One of the most astute responses to Friday’s jobs numbers, which showed a slight uptick in employment, came from Commentary editor John Podhoretz. Podhoretz notices something important about the diminished lives of the employed:
[T]he political problem for the president is not the tragedy of life for the unemployed, though it is the most painful fact about the lingering economic malaise. The political problem is the condition of the employed.
It is the reversal of fortunes and the reversal of expectations that is primarily responsible for the 3/5ths to 2/3rds of Americans who say the country is on the wrong track. Many of those who are well-employed get fewer raises than they did, and are likely working harder because their employers have fewer people on the payroll.

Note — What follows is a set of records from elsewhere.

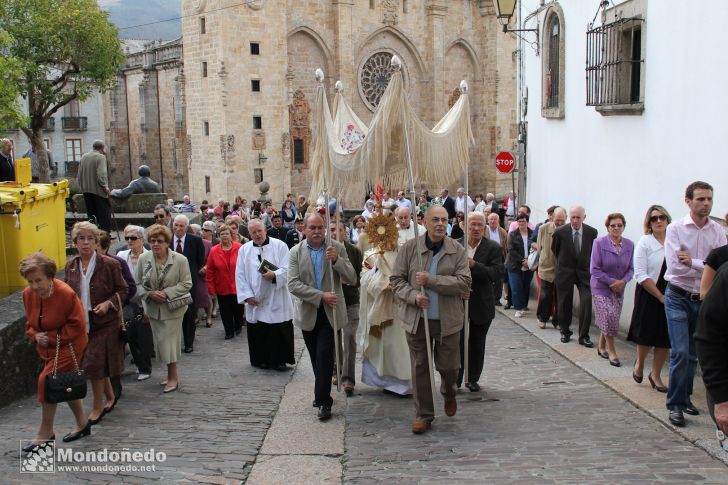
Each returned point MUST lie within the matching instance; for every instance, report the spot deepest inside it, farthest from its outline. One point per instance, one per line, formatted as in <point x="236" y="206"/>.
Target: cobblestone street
<point x="539" y="419"/>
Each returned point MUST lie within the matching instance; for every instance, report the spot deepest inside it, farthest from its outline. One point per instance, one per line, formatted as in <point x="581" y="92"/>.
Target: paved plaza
<point x="539" y="419"/>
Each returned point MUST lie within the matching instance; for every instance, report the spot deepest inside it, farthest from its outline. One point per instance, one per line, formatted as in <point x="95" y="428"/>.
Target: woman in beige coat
<point x="162" y="276"/>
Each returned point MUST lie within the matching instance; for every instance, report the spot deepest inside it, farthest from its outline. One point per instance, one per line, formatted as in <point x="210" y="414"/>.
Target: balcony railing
<point x="74" y="123"/>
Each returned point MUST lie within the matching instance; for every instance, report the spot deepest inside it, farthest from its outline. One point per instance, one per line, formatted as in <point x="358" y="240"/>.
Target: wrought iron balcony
<point x="74" y="123"/>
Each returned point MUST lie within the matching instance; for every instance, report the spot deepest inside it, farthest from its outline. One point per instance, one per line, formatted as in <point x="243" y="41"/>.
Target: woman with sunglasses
<point x="611" y="270"/>
<point x="139" y="333"/>
<point x="648" y="327"/>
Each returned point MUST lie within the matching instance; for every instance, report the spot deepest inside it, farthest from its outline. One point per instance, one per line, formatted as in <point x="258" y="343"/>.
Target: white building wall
<point x="625" y="163"/>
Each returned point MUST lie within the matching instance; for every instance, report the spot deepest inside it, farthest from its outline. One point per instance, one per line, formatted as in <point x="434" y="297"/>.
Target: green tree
<point x="61" y="50"/>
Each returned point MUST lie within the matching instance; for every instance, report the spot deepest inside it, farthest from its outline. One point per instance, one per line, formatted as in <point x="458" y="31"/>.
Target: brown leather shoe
<point x="420" y="426"/>
<point x="451" y="407"/>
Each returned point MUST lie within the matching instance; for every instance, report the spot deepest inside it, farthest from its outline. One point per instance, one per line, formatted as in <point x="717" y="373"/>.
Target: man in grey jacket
<point x="93" y="180"/>
<point x="315" y="300"/>
<point x="445" y="277"/>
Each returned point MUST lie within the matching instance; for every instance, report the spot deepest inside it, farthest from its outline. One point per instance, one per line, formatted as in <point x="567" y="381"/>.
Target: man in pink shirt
<point x="687" y="244"/>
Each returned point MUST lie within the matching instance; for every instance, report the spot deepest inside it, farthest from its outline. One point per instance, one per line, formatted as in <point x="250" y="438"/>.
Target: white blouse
<point x="648" y="258"/>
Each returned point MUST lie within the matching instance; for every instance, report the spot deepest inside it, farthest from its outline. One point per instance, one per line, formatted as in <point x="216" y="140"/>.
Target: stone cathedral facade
<point x="249" y="82"/>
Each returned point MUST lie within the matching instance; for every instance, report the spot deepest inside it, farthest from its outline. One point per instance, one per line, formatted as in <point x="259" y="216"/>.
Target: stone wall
<point x="440" y="42"/>
<point x="145" y="119"/>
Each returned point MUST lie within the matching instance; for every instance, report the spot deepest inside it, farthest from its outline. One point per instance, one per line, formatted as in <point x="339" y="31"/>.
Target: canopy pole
<point x="419" y="262"/>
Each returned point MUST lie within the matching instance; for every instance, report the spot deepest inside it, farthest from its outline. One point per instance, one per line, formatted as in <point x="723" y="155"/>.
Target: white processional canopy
<point x="349" y="157"/>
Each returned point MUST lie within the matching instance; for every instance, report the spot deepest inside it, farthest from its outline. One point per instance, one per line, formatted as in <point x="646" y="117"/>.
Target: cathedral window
<point x="374" y="78"/>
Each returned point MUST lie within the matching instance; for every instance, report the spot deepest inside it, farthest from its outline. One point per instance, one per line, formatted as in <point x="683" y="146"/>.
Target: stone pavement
<point x="211" y="429"/>
<point x="699" y="430"/>
<point x="539" y="419"/>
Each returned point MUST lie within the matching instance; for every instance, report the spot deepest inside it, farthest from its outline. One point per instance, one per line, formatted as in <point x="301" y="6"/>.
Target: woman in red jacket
<point x="53" y="311"/>
<point x="221" y="280"/>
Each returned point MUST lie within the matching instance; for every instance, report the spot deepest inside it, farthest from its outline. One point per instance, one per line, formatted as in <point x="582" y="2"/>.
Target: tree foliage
<point x="61" y="50"/>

The ability of people to move from job to job has been hampered—as has the upward effect of such job changes on their wages. Most important, the 64 percent of American households that own their own homes has seen a 20-40 percent decline in their own wealth, as the home in question is usually their largest investment.
Emily has already commented on the large number of part-time jobs that contributed to the slight lowering of the unemployment rate. The difficulties of living on a part-time salary when what the worker really wants is a full-time job are highlighted again today in the Wall Street Journal:
Working part time is certainly preferable to not working at all, but it's tough to pay the mortgage, energy, medical and grocery bills with a 20-hour-a-week job. The job market has been bad for so long that people are settling for any paycheck they can get. One suspect in this shift to part-time work is the cost of providing health insurance, especially with ObamaCare looming.
A small business that employs 50 people is required to provide health insurance under Obamacare. Solution: don’t get above the 50 mark. The giddiness over the current jobs numbers only serves to show just how bad things really are:
Democrats are celebrating the decline in the jobless rate, which only shows how their standards have changed since President Obama entered the White House. In 2004, they were lambasting George W. Bush for a September jobless rate that was 5.4%. Only last month they were begging the Federal Reserve to print more money indefinitely because the job market was so weak. Now they say happy days are almost here again.
Not.
One other interesting fact about unemployment: it is 4.3 percent among government workers.
In other words, America, we're paying with our tax dollars to ensure that folks in the most bloated and protected sector of the economy don't face the same trials and tribulations the rest of us face. Just throwing that out: debate among yourselves.